The mountain with the white scar was their beacon. Harkness pointed it out to their guide and made him understand that that was where they would go.
And, when night was gone, and the first rays of the rising sun made a quickly changing kaleidoscope of the colorful east, they came at last to a barren height. Behind them was a maze of valleys and rolling hills; beyond these was a place of smoke, where red fires shone pale in the early light, and set off at one side was a shape whose cylindrical outline could be plainly seen. It caught the first light of the sun to reflect it in sparkling lines and glittering points, and every reflection came back to them tinged with pale green, by which they knew that the gas was still there.
Chet turned from a prospect that could only be depressing. His muscles were heavy with the poisons of utter fatigue; the others must be the same, but for the present they were safe, and they could find some position that they could defend. Towahg would be a valuable ally. And now their lives were ahead of them—lives of loneliness, of exile.
Harkness, too, had been staring back toward that ship that was their only link with their lost world; his eyes met Chet's in an exchange of glances that showed how similar were their thoughts. And then, at sound of a glad laugh from Diane, their looks of despair gave place to something more like shame, and Chet shifted his own eyes quickly away.

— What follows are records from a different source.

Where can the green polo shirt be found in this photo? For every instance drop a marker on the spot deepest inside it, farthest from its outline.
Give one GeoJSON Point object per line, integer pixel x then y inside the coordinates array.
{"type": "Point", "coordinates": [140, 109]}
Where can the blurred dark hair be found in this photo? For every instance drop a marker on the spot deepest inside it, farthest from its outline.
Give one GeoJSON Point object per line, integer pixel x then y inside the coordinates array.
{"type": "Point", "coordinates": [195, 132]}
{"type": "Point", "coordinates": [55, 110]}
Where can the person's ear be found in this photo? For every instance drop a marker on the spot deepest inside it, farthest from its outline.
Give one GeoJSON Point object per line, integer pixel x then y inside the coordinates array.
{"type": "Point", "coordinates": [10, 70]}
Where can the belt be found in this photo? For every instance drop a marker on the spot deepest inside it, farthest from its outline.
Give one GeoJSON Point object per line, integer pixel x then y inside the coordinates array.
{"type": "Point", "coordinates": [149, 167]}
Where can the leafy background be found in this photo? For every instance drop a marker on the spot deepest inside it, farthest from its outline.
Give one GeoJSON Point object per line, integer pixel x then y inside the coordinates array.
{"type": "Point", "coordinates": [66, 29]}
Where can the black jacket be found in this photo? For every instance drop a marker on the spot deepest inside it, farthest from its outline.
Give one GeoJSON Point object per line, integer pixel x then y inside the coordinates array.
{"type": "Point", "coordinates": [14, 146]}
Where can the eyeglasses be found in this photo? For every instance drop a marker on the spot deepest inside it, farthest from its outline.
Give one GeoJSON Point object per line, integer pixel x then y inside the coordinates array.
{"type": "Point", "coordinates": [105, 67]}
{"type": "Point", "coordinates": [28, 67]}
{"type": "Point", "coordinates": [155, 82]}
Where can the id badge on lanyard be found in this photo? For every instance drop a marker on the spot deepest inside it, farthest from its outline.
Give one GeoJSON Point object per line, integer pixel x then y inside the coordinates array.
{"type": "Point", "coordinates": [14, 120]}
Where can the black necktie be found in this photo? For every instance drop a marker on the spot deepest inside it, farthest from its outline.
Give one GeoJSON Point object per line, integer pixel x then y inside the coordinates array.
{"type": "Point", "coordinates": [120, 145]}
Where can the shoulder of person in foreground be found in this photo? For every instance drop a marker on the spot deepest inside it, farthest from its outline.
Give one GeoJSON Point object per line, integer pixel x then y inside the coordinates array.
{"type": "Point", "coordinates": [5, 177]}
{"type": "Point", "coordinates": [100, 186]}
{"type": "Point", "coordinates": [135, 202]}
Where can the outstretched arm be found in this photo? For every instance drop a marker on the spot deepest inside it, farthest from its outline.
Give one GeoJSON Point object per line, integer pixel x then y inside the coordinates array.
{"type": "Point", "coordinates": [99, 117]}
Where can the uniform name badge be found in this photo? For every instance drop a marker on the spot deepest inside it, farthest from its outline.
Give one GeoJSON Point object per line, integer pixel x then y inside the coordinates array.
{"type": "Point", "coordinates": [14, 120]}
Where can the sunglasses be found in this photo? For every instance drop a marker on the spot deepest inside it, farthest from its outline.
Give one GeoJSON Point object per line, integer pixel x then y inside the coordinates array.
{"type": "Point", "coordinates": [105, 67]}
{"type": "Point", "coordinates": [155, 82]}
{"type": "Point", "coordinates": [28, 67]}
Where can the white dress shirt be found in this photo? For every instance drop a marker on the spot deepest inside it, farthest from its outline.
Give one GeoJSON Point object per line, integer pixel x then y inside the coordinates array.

"It is beautiful, Walter," Diane was saying: "the lovely valley, the lake, the three mountain peaks like sentinels. It is marvelous. And we will be happy there, all of us, I know it.... Happy Valley. There—I've named it! Do you like the name, Walter?"
And Chet saw Harkness' reply in a quick pressure of his hand on one of Diane's. And he knew why Walt looked suddenly away without giving her an answer in words.
"Happy Valley!" Diane of all the four had shown the ability to rise above desperate physical weariness, above a despondent mood, to dare look ahead instead of backward and to find hope for happiness in the prospect.
Off at one side, Chet saw Kreiss; the scientist's weariness was forgotten while he ran like a puppy after a bird, in pursuit of a floating butterfly that drifted like a wind-blown flower. And Harkness, unspeaking, was still clinging to Diane's firm hand.... Yes, thought Chet, there was happiness to be found here. For himself, it would be more than a little lonesome. But, he reflected, what happiness was there in any place or thing more than the happiness we put there for ourselves?... Happy Valley—and why not? He dared to meet the girl's eyes now, and the smile on his lips spread to his own eyes, as he echoed his thoughts:
"Why not?" he asked. "Happy Valley it is; we just didn't recognize it at first."